Arizona state law does not allow for health plan subrogation.
One inevitable question in every personal injury case where the plaintiff has health insurance is whether the health plan may subrogate and demand reimbursement from the settlement for paid medical expenses. Arizona Revised Statute 33-931 provides that health insurance is not entitled to a lien on the settlement. This means Arizona is an anti-subrogation state. For health plans, this law cuts short Arizona state court remedies.
Federal law allows certain private employer plans to subrogate.
Since state court in Arizona will not allow subrogation, the health plan's next option is federal court. Some plans provided by private employers fall under the ERISA (Employee Retirement Income Security Act) statute allowing for subrogation in certain instances. Federal employees however, are guided by FEHBA (Federal Employees Health Benefits Act). Thus, if the plaintiff in Arizona is a federal employee, the analysis is different than if s/he were insured through a private employer.
FEHBA does not preempt state law on subrogation.
The question here is whether under FEHBA, may a health plan sue for reimbursement in federal court when the host state is anti-subrogation. The United States Supreme Court has definitely held no, a health plan administered under FEHBA may not preempt state law on subrogation. Empire Healthchoice Assurance Inc., DBA Empire Blue Cross Blue Shield v.
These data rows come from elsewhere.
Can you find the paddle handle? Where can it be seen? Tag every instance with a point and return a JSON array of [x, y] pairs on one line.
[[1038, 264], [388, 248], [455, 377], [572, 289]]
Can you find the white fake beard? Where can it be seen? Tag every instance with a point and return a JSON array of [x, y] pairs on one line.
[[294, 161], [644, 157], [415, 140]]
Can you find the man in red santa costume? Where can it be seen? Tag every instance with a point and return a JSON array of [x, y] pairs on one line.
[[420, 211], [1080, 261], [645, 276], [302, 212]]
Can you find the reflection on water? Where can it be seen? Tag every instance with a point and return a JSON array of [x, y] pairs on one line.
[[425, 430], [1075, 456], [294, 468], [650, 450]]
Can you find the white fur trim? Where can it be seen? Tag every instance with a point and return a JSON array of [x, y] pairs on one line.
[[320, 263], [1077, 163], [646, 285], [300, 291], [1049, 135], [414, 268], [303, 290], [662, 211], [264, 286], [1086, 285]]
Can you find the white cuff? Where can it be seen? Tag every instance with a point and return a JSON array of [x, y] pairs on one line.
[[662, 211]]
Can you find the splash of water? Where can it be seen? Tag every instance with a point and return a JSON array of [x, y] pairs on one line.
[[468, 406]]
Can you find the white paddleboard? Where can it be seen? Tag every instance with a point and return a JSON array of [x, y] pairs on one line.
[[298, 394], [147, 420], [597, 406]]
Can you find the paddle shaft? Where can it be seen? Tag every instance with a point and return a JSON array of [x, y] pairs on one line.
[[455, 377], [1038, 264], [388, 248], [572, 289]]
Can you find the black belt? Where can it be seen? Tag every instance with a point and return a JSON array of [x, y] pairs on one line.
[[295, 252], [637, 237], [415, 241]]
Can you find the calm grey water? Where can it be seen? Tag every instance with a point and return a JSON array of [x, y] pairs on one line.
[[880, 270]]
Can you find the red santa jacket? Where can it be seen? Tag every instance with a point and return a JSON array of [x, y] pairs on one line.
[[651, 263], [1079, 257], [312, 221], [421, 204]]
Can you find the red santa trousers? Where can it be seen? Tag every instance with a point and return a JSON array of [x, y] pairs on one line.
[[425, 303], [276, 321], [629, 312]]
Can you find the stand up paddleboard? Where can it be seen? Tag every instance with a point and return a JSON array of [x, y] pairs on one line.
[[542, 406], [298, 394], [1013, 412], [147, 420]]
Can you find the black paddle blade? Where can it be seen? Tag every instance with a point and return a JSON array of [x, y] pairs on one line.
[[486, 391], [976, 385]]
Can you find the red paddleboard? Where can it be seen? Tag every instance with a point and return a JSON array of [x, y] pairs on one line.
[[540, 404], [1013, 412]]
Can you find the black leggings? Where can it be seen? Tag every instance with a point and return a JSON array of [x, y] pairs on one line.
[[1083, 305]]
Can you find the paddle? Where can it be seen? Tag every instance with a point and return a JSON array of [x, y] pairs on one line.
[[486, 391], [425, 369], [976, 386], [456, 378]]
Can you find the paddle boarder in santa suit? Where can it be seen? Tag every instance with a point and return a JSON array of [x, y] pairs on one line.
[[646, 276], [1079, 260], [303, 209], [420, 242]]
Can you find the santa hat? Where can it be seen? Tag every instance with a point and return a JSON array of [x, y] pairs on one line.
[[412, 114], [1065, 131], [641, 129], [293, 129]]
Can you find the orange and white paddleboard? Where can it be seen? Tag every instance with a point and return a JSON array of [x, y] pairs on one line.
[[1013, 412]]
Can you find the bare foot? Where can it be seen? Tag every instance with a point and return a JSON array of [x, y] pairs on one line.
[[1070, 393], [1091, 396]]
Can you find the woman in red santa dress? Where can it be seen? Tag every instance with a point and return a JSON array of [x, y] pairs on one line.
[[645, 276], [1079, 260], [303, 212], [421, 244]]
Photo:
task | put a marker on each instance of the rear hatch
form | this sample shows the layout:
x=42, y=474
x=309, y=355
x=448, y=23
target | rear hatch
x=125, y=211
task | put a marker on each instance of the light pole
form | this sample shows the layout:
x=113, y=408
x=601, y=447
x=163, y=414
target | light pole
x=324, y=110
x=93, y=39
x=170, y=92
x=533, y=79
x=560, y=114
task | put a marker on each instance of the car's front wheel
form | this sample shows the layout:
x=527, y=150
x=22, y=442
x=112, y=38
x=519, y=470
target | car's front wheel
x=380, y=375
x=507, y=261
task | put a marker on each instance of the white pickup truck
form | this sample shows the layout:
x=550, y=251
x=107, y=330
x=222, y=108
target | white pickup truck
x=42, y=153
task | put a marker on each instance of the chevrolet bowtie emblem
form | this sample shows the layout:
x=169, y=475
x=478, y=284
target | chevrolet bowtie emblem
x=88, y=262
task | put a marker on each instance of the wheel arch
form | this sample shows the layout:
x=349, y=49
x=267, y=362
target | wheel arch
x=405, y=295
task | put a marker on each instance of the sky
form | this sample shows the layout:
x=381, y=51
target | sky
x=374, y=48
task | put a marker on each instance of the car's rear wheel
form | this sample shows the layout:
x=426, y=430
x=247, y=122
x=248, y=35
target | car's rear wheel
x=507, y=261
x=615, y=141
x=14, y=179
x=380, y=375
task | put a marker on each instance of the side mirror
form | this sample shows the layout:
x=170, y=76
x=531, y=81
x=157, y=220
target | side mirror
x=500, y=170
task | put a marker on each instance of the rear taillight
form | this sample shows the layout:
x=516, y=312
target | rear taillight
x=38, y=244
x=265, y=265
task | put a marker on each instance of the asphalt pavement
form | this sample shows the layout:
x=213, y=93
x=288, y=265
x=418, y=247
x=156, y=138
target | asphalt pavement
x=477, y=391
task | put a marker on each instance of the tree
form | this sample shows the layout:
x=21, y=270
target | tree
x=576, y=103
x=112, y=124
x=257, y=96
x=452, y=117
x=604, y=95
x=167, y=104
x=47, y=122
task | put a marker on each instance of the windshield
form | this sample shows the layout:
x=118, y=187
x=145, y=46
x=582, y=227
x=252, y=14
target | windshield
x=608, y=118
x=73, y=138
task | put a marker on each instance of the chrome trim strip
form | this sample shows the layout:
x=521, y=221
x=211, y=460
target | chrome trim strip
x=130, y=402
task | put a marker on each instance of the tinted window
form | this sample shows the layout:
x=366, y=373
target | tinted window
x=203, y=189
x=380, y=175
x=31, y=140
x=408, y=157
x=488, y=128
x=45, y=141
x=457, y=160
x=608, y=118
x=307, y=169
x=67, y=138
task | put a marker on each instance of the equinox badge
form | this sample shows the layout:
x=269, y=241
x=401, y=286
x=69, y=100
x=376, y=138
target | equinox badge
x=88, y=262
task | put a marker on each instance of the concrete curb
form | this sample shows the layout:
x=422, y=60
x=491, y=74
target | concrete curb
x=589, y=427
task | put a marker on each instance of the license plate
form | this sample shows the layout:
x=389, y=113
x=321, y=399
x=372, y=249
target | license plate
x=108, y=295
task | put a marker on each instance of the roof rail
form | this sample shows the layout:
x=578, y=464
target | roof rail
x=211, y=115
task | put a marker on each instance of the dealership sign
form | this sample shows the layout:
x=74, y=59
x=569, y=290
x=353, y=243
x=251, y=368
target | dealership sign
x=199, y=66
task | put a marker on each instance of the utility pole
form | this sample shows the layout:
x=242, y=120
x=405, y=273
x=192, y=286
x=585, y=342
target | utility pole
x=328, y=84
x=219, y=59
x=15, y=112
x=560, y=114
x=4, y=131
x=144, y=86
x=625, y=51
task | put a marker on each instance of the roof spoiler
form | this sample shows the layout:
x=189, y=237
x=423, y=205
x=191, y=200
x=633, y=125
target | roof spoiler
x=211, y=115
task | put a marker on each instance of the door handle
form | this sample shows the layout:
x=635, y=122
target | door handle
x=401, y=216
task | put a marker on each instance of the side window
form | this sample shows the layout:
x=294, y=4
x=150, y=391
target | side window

McVeigh, As Administratrix Of The Estate Of McVeigh, 547 U.S. 677 (2006). Justice Ginsburg, writing for the majority, found FEHBA contained a preemption clause on a separate topic, but "no provision addressing the subrogation..." Id. at 683. Thus, the Court held if Congress had intended for subrogation preemption, it would have clearly expressed such a clause. Here, Congress has neither expressly preempted nor shown the necessary intent to preempt. Consequently, federal courts will not find federal question subject matter jurisdiction for FEHBA based subrogation claims. Thus, federal courts in anti-subrogation states should also refuse to hear a FEHBA subrogation claim.
A federal employee with FEHBA based health insurance who incurs an injury in Arizona and obtains a settlement from the third party tortfeasor can reasonably expect not to reimburse the health plan for medical expenses. Of course the goals and strategies of all cases are unique and a plaintiff may also settle a health plan's claim for reimbursement so as to access the monetary award quicker, without going through the court system.